A thicket of costly red tape, opaque administrative processes and arbitrary food-trade rules pose a risk to the lasting food security of the three billion people in the APEC region, a new study commissioned by the APEC Business Advisory Council suggests.
The council commissioned the report, entitled ‘Non-Tariff Barriers in Agriculture and Food Trade in APEC: Business Perspectives on Impacts and Solutions,' from the University of Southern California’s Marshall School of Business. It draws on interviews with over four hundred business people, experts and officials from around the region.
“Food insecurity exacerbates the misery of stagnating global economic growth,” said Juan Raffo, 2016 Chair of the APEC Business Advisory Council. “Food security is a fundamental building block of lasting and inclusive prosperity for our region.”
“Food trade is a critical part of the food security equation. It helps to match up supplies of safe, nutritious and affordable food with demand from around the region. But this study shows that non-tariff barriers and other forms of protectionism mean that food trade is more difficult and expensive than it should be,” Raffo added.

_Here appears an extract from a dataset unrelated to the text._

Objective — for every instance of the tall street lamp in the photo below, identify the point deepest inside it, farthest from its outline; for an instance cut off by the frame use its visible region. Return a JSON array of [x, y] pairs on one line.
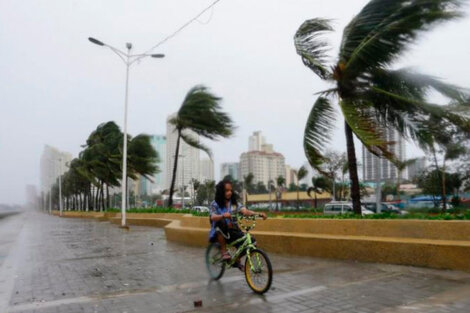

The study found that non-tariff measures, including non-tariff barriers, are increasing in prominence and complexity. Non-tariff barriers include opaque rules, arbitrary standards that are not based in science, and Customs and other import procedures that are slow, costly and excessive. The research showed that these barriers can raise food prices, undermine food quality, impact on food availability and impose extra burdens on small businesses.
Over half the businesses interviewed considered that the trading environment for food and agriculture products remains highly restrictive.
“Business is reporting that these non-tariff barriers can undermine the whole food supply chain. Exporting and importing food becomes expensive and complex – uncertainty and time delays can cripple small business in particular. That works against lasting food security,” said Raffo.
The report stressed the need for a concerted and sustained effort across many fronts to address non-tariff barriers.
“This study suggests that what’s needed is greater transparency, clearer timeframes and better processes for food trade before, at and behind borders. Measures should be designed to avoid impeding trade. Greater harmonization or mutual recognition of standards for labelling and food safety would help. Digital channels hold a lot of promise, too,” Raffo added.
“APEC economies have a big task ahead of them in addressing these NTBs,” commented Raffo. “But the business community is committed to helping deliver lasting food security in partnership with governments, for the benefit of all,” he concluded.
A copy of the USC Marshall School report can be found at: https://www2.abaconline.org/content/download/22613384
The APEC Business Advisory Council was created by APEC Leaders in 1995 to be the primary voice of business in APEC. Each economy has three members who are appointed by their respective Leaders. They meet four times a year in preparation for the presentation of their recommendations to the Leaders in a dialogue that is a key event in the annual Leaders Meeting.